Step 3: define a Canary resource with promotion criteria
apiVersion: flagger.app/v1beta1
kind: Canary
metadata:
name: myapp
spec:
targetRef:
apiVersion: apps/v1
kind: Deployment
name: myapp
service:
port: 80
analysis:
interval: 1m
threshold: 5
stepWeight: 10
metrics:
- name: request-success-rate
thresholdRange:
min: 99
interval: 1m
- name: request-duration
thresholdRange:
max: 500
interval: 1m
stepWeight: 10 shifts 10% more traffic to the canary every interval; the metrics block defines the actual pass/fail criteria — here, a 99% success rate and under 500ms latency, checked every minute.
Step 4: trigger a canary rollout by updating the deployment
kubectl set image deployment/myapp myapp=myapp:v2.0
Flagger detects the change automatically and begins the analysis-driven rollout — no separate command needed to “start” a canary.
Step 5: watch Flagger’s automated progression
kubectl describe canary myapp
This shows the current traffic weight, the metrics being evaluated each interval, and whether the canary is progressing, holding, or has failed.
Step 6: understand what happens on a metrics failure
If request-success-rate or request-duration breaches its threshold for threshold consecutive checks (5, in this example), Flagger automatically rolls back — routing 100% of traffic back to the stable version and scaling down the failed canary, with no human intervention required.
Step 7: understand what happens on success
Once the canary reaches 100% traffic weight without triggering a rollback, Flagger promotes it — the canary version becomes the new stable baseline, and the whole cycle is ready for the next deployment.
Step 8: add a webhook for custom pre/post-rollout checks
analysis:
webhooks:
- name: smoke-test
url: http://flagger-loadtester.test/
metadata:
cmd: "curl -sf http://myapp-canary/health"
Webhooks let you run arbitrary checks (smoke tests, load tests) as part of the automated gate, beyond just the built-in metric thresholds.
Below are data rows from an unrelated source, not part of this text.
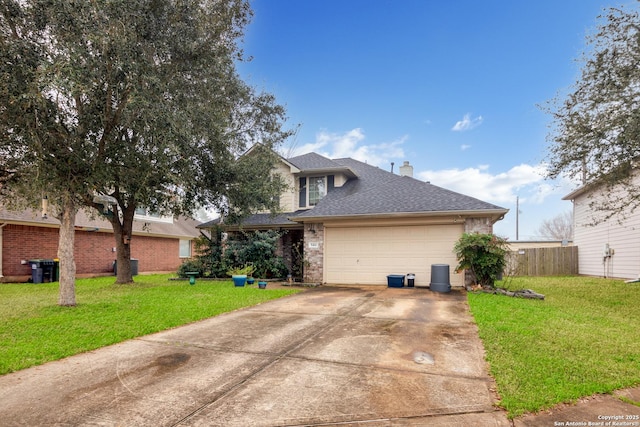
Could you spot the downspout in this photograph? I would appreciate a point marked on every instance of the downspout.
(1, 248)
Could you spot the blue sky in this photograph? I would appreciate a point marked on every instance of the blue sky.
(454, 87)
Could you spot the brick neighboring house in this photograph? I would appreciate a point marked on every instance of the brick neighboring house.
(358, 223)
(159, 244)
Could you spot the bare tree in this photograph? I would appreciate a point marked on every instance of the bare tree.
(560, 227)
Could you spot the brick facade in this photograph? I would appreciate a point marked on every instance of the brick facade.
(94, 253)
(313, 253)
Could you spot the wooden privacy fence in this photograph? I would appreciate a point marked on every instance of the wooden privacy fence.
(560, 261)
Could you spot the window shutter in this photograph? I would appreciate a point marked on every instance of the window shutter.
(302, 195)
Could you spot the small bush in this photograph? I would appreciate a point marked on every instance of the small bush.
(483, 255)
(191, 264)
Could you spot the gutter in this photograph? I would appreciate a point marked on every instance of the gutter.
(497, 213)
(1, 246)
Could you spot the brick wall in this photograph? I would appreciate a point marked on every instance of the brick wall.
(314, 256)
(93, 250)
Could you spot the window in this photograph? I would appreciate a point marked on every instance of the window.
(313, 189)
(185, 248)
(317, 189)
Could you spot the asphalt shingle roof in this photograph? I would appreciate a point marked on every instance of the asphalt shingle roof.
(379, 192)
(371, 191)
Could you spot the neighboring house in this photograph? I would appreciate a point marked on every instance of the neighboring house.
(358, 223)
(607, 249)
(159, 243)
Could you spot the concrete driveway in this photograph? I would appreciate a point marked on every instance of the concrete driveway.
(371, 356)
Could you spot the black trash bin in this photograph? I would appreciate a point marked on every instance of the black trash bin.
(48, 270)
(411, 280)
(42, 270)
(440, 278)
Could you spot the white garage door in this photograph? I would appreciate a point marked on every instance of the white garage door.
(366, 255)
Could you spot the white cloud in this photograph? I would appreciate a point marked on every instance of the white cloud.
(467, 123)
(502, 188)
(351, 144)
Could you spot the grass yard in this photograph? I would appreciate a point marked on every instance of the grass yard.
(34, 330)
(584, 338)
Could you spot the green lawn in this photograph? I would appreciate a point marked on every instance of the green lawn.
(584, 338)
(34, 330)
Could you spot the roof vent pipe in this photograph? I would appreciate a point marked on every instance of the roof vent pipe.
(406, 169)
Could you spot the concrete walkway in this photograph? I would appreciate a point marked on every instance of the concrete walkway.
(370, 356)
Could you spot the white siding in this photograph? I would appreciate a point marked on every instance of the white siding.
(623, 238)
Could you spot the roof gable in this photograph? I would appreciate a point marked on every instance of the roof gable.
(380, 192)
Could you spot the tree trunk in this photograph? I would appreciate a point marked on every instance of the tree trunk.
(66, 244)
(122, 232)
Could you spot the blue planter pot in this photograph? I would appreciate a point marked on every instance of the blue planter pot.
(239, 280)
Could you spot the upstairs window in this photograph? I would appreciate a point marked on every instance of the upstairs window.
(312, 189)
(317, 189)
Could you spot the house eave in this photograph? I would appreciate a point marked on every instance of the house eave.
(494, 214)
(328, 171)
(576, 193)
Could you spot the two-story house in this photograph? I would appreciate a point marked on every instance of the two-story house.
(358, 223)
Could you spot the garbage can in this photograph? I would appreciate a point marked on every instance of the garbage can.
(56, 270)
(395, 280)
(411, 280)
(48, 270)
(440, 278)
(41, 269)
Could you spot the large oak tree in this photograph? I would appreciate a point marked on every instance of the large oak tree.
(595, 137)
(115, 105)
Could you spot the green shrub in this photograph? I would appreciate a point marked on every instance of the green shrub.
(216, 257)
(191, 264)
(483, 255)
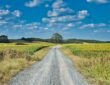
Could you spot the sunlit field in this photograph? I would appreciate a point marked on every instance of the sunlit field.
(16, 56)
(92, 60)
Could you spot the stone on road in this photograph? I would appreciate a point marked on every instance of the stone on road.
(54, 69)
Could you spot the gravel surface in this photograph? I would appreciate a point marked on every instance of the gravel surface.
(54, 69)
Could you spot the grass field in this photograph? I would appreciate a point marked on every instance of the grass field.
(15, 57)
(92, 60)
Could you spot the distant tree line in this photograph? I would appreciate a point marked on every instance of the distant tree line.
(56, 38)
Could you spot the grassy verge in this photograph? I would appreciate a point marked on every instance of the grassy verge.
(16, 58)
(94, 65)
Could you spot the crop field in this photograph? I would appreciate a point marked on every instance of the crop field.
(16, 56)
(92, 60)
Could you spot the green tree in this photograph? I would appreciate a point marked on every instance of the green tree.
(57, 38)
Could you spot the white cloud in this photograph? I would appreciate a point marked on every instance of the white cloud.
(46, 5)
(2, 22)
(82, 14)
(58, 4)
(99, 1)
(34, 3)
(92, 25)
(16, 13)
(4, 12)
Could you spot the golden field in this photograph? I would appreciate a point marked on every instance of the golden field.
(92, 60)
(15, 57)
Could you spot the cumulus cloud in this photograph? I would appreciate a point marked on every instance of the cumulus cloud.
(82, 14)
(17, 13)
(4, 12)
(99, 1)
(34, 3)
(92, 25)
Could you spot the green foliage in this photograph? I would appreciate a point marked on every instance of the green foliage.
(57, 38)
(92, 60)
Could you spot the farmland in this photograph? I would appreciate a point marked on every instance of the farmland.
(92, 60)
(14, 57)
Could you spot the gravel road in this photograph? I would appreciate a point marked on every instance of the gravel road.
(54, 69)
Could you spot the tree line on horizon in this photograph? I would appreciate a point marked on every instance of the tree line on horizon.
(56, 38)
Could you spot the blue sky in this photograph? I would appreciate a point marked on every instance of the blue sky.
(82, 19)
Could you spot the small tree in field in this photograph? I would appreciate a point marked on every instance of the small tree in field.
(57, 38)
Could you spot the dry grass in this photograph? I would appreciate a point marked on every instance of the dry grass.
(95, 69)
(14, 61)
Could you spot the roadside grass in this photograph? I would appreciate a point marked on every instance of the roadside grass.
(14, 58)
(92, 60)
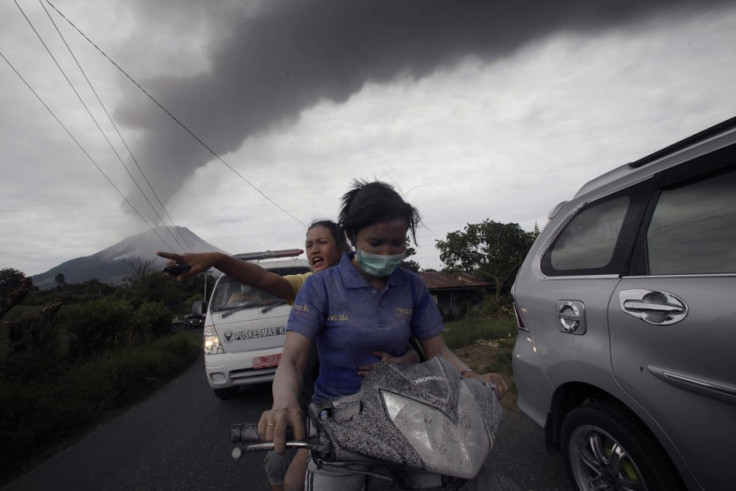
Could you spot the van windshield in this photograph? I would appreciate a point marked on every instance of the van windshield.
(231, 294)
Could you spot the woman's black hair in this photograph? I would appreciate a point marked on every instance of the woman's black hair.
(368, 203)
(335, 230)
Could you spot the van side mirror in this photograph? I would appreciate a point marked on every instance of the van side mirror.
(199, 308)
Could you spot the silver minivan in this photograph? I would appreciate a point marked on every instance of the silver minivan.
(626, 305)
(245, 328)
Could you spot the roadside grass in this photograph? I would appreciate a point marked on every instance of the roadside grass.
(485, 344)
(467, 331)
(39, 417)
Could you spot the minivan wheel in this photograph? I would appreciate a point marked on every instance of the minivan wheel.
(227, 393)
(604, 448)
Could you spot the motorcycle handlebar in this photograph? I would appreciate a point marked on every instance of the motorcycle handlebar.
(244, 433)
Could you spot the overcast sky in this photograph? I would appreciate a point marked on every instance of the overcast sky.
(473, 110)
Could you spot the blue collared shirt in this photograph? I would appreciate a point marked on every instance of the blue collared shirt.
(348, 318)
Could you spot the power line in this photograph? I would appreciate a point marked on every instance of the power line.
(102, 105)
(79, 144)
(168, 113)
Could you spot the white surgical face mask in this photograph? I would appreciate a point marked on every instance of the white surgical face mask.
(378, 264)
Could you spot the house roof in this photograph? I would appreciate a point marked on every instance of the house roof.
(437, 280)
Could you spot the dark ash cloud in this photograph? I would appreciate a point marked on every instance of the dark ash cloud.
(294, 53)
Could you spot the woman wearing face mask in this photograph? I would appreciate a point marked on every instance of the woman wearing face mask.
(364, 306)
(324, 245)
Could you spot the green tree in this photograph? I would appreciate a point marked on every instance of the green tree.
(14, 286)
(491, 251)
(407, 263)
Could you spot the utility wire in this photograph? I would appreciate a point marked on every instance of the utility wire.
(183, 240)
(79, 145)
(168, 113)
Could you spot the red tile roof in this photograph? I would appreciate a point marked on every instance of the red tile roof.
(437, 280)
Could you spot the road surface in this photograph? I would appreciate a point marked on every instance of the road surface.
(179, 439)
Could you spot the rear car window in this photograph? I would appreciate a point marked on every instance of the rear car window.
(589, 241)
(693, 228)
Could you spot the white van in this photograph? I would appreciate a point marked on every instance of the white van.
(245, 328)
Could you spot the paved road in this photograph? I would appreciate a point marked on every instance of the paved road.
(178, 439)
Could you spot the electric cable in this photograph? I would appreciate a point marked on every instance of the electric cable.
(132, 156)
(81, 147)
(174, 118)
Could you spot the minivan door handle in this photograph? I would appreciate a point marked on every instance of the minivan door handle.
(654, 307)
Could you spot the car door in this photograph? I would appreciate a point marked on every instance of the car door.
(672, 320)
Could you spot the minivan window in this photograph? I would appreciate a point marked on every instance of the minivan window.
(588, 242)
(230, 294)
(693, 228)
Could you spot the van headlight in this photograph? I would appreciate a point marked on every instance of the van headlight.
(212, 344)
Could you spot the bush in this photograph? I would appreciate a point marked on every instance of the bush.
(471, 329)
(97, 326)
(35, 418)
(152, 320)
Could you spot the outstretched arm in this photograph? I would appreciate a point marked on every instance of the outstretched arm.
(287, 386)
(243, 271)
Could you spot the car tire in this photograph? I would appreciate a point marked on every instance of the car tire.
(227, 393)
(593, 432)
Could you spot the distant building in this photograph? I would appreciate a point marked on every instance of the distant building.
(454, 293)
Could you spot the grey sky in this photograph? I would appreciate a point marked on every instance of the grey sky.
(474, 110)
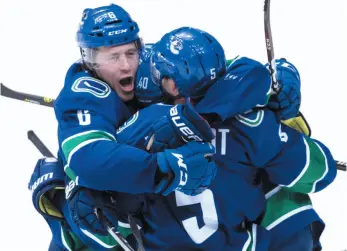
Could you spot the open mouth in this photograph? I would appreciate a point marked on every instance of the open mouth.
(127, 84)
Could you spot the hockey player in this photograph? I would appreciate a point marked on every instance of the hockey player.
(97, 97)
(235, 163)
(84, 97)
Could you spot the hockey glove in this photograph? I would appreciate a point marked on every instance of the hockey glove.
(83, 204)
(180, 125)
(46, 181)
(286, 103)
(188, 168)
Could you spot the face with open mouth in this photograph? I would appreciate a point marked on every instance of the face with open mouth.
(117, 66)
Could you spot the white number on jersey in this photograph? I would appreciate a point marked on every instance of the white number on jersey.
(209, 214)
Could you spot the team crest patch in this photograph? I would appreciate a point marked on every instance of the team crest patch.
(94, 86)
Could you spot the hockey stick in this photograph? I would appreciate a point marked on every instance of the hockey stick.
(111, 230)
(39, 144)
(38, 100)
(269, 47)
(47, 153)
(340, 165)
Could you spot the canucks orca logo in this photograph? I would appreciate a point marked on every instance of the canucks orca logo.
(175, 46)
(94, 86)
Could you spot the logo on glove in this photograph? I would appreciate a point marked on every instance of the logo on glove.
(184, 129)
(183, 169)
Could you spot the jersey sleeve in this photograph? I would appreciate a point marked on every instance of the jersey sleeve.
(88, 113)
(303, 165)
(246, 85)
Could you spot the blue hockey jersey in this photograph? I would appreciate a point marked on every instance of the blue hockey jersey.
(215, 219)
(88, 112)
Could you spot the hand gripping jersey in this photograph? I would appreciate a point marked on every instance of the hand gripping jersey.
(88, 112)
(221, 217)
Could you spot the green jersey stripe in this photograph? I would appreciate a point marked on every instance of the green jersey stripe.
(315, 169)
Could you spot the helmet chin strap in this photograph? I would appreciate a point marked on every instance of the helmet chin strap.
(168, 98)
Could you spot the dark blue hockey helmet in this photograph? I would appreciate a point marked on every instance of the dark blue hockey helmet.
(146, 91)
(191, 57)
(105, 26)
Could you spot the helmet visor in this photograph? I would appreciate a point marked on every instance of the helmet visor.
(96, 58)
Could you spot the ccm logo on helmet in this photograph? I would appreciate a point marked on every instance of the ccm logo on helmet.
(116, 32)
(185, 130)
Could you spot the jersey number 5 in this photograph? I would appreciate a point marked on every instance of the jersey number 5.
(209, 215)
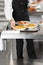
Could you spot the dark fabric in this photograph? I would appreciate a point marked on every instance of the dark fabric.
(19, 47)
(19, 4)
(20, 14)
(30, 48)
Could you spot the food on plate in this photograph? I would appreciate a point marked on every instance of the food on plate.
(32, 25)
(19, 27)
(31, 9)
(23, 22)
(41, 22)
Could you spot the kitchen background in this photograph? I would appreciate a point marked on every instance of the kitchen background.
(34, 17)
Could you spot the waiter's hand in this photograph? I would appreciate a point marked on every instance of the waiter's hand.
(12, 22)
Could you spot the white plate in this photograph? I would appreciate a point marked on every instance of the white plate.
(34, 29)
(33, 26)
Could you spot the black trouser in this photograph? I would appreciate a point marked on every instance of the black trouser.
(30, 48)
(22, 15)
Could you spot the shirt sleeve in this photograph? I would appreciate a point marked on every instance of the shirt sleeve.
(8, 9)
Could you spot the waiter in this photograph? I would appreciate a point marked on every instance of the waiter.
(16, 10)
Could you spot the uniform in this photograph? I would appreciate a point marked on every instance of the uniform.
(20, 13)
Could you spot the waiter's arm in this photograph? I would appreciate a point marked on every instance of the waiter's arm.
(8, 11)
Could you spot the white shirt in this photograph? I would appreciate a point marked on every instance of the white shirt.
(8, 9)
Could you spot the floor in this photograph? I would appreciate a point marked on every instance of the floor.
(5, 60)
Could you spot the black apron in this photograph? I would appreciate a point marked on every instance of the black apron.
(20, 12)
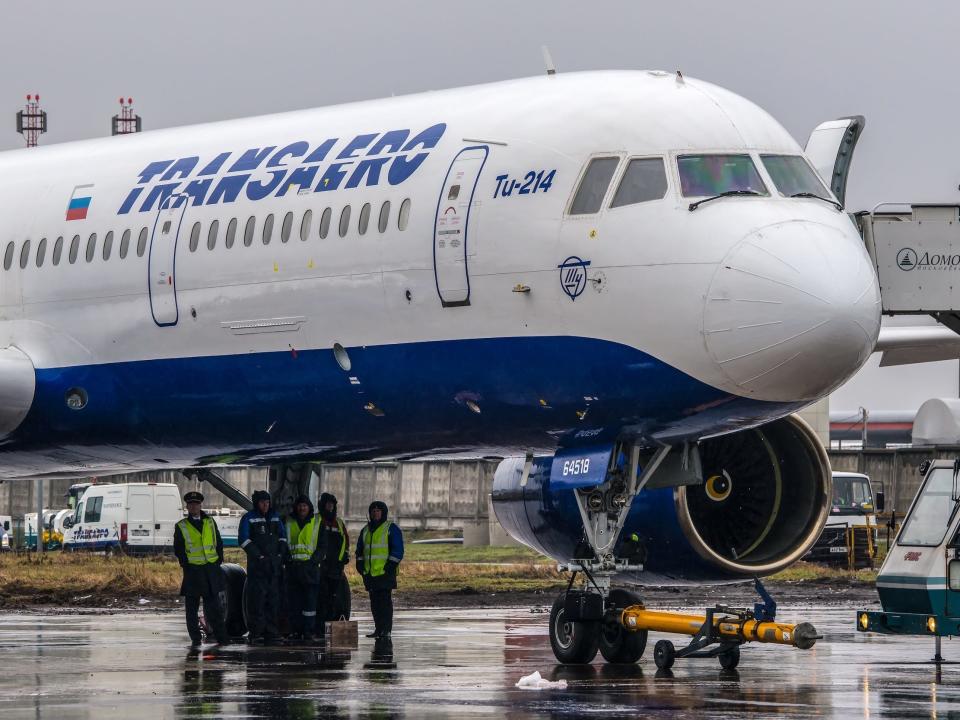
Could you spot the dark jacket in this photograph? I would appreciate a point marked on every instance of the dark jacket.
(199, 579)
(264, 539)
(303, 572)
(387, 581)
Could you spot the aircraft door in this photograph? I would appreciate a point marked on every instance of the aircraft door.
(162, 284)
(452, 222)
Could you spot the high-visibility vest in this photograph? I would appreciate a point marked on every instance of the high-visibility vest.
(375, 549)
(201, 547)
(303, 540)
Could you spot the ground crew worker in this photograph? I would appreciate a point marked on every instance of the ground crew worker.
(199, 549)
(379, 552)
(263, 537)
(303, 569)
(334, 541)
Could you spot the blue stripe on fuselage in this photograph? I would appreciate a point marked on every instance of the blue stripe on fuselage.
(404, 398)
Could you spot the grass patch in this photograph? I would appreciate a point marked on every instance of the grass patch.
(811, 572)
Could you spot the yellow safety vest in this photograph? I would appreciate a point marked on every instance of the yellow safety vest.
(201, 547)
(375, 549)
(302, 540)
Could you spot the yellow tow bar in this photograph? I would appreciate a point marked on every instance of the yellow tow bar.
(725, 627)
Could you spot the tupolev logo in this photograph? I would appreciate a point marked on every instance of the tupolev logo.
(573, 276)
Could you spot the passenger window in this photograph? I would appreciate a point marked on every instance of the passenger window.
(644, 179)
(93, 509)
(107, 245)
(593, 186)
(25, 254)
(325, 223)
(268, 229)
(384, 217)
(364, 218)
(305, 225)
(194, 237)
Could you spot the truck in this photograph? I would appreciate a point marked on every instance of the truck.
(134, 518)
(850, 535)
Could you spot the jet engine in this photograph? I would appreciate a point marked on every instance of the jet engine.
(759, 502)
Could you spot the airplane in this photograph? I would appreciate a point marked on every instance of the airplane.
(625, 282)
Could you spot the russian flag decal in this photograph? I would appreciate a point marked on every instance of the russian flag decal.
(79, 202)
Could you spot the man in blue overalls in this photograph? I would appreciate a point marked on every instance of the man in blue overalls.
(263, 537)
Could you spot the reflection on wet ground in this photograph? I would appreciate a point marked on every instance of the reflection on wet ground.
(450, 663)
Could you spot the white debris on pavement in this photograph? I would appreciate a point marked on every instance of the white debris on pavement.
(536, 682)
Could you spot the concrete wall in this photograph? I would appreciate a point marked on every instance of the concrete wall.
(440, 495)
(894, 470)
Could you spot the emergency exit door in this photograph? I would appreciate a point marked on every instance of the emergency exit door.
(161, 267)
(450, 233)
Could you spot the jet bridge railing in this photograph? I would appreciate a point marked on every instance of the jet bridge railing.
(916, 250)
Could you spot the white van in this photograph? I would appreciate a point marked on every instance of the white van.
(133, 517)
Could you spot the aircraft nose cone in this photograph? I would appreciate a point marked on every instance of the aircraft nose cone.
(793, 311)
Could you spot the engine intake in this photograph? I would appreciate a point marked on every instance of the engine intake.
(763, 501)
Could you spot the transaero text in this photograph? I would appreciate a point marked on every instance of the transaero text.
(366, 160)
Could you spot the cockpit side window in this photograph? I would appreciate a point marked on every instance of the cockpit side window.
(708, 175)
(792, 175)
(644, 179)
(593, 186)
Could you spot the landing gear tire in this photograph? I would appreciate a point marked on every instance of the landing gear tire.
(574, 642)
(729, 659)
(617, 644)
(664, 654)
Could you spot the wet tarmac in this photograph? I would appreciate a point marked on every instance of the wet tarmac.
(451, 664)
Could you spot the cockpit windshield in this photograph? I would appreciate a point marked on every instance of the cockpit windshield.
(851, 496)
(793, 175)
(708, 175)
(931, 513)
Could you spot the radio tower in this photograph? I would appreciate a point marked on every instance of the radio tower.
(32, 121)
(127, 121)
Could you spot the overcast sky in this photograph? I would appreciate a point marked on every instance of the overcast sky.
(188, 61)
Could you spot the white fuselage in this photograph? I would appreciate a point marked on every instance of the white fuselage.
(768, 299)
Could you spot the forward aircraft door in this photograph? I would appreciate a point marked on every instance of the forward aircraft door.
(161, 268)
(452, 223)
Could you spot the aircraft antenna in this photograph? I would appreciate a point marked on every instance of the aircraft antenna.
(548, 61)
(127, 122)
(32, 121)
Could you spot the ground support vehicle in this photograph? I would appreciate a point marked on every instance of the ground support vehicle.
(919, 582)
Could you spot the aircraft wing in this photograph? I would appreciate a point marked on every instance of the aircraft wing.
(907, 345)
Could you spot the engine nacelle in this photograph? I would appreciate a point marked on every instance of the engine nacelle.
(763, 502)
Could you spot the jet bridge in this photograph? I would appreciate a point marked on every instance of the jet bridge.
(915, 248)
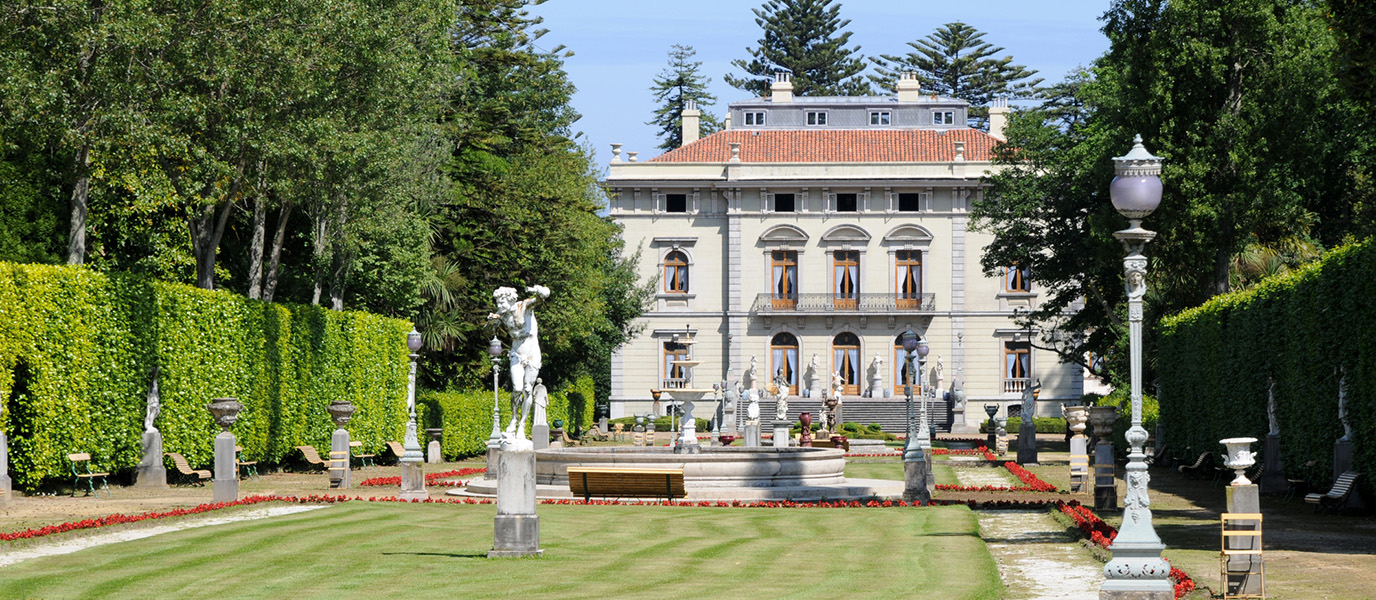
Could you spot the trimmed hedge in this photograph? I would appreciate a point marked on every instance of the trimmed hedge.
(1296, 330)
(77, 350)
(467, 416)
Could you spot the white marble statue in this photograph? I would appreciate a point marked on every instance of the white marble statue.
(540, 399)
(519, 319)
(782, 394)
(154, 405)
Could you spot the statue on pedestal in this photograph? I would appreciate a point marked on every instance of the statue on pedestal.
(519, 319)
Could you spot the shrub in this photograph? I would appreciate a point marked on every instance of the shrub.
(77, 350)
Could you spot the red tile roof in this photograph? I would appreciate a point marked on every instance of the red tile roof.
(835, 146)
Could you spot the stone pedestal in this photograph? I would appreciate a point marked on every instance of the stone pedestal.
(1342, 457)
(780, 434)
(152, 474)
(915, 486)
(1105, 480)
(6, 485)
(540, 435)
(516, 526)
(1027, 443)
(1241, 577)
(226, 469)
(1273, 472)
(1079, 467)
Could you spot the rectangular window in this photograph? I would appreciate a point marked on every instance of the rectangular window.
(845, 269)
(676, 202)
(908, 278)
(783, 274)
(1017, 280)
(1017, 366)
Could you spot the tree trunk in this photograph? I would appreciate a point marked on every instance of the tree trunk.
(256, 247)
(80, 194)
(278, 238)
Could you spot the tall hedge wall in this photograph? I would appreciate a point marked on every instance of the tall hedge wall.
(77, 348)
(467, 416)
(1296, 330)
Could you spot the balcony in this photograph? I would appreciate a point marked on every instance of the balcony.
(831, 304)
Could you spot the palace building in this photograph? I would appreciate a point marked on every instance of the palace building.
(824, 227)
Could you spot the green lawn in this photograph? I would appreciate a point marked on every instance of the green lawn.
(390, 551)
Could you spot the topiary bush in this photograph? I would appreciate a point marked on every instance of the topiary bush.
(77, 351)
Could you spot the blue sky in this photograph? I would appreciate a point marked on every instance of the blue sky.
(619, 46)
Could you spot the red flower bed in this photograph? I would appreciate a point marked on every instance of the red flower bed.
(1027, 476)
(431, 479)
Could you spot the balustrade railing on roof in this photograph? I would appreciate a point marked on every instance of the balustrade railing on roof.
(767, 303)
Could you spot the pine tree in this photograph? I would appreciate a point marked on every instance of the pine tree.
(957, 62)
(677, 84)
(805, 37)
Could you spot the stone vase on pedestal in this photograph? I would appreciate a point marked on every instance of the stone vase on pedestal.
(152, 474)
(1105, 482)
(226, 483)
(340, 412)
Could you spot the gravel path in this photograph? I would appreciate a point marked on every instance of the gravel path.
(1035, 558)
(68, 547)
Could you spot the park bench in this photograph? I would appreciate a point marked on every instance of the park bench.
(1197, 467)
(363, 460)
(84, 460)
(611, 482)
(246, 468)
(187, 472)
(1335, 497)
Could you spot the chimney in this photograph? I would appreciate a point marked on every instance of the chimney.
(691, 119)
(999, 119)
(908, 87)
(782, 88)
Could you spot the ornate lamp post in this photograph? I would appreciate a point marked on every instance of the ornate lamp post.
(1137, 570)
(413, 474)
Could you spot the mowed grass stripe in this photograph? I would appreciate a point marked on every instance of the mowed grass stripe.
(388, 551)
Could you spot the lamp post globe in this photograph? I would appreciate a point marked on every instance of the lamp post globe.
(1137, 569)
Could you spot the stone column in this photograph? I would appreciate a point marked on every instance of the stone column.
(152, 474)
(516, 526)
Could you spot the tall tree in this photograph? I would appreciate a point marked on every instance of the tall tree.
(807, 37)
(679, 83)
(955, 61)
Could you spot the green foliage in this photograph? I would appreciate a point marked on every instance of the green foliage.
(955, 61)
(77, 350)
(679, 83)
(1303, 332)
(808, 37)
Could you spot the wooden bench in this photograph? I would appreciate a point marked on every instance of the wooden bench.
(84, 460)
(363, 460)
(246, 468)
(1335, 497)
(611, 482)
(197, 476)
(313, 457)
(1195, 468)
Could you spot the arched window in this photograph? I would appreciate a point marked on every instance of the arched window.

Why automating the decision, not just the traffic shift, is the actual improvement here
Manually watching dashboards during a canary rollout doesn’t scale past a small number of deployments, and human judgment during an incident is often slower and less consistent than a pre-defined threshold. Flagger’s real contribution isn’t the traffic-splitting mechanism itself (which plain Kubernetes primitives can also achieve) — it’s replacing “a human decides whether this canary is healthy” with a fast, consistent, metrics-driven decision made automatically, every single deployment.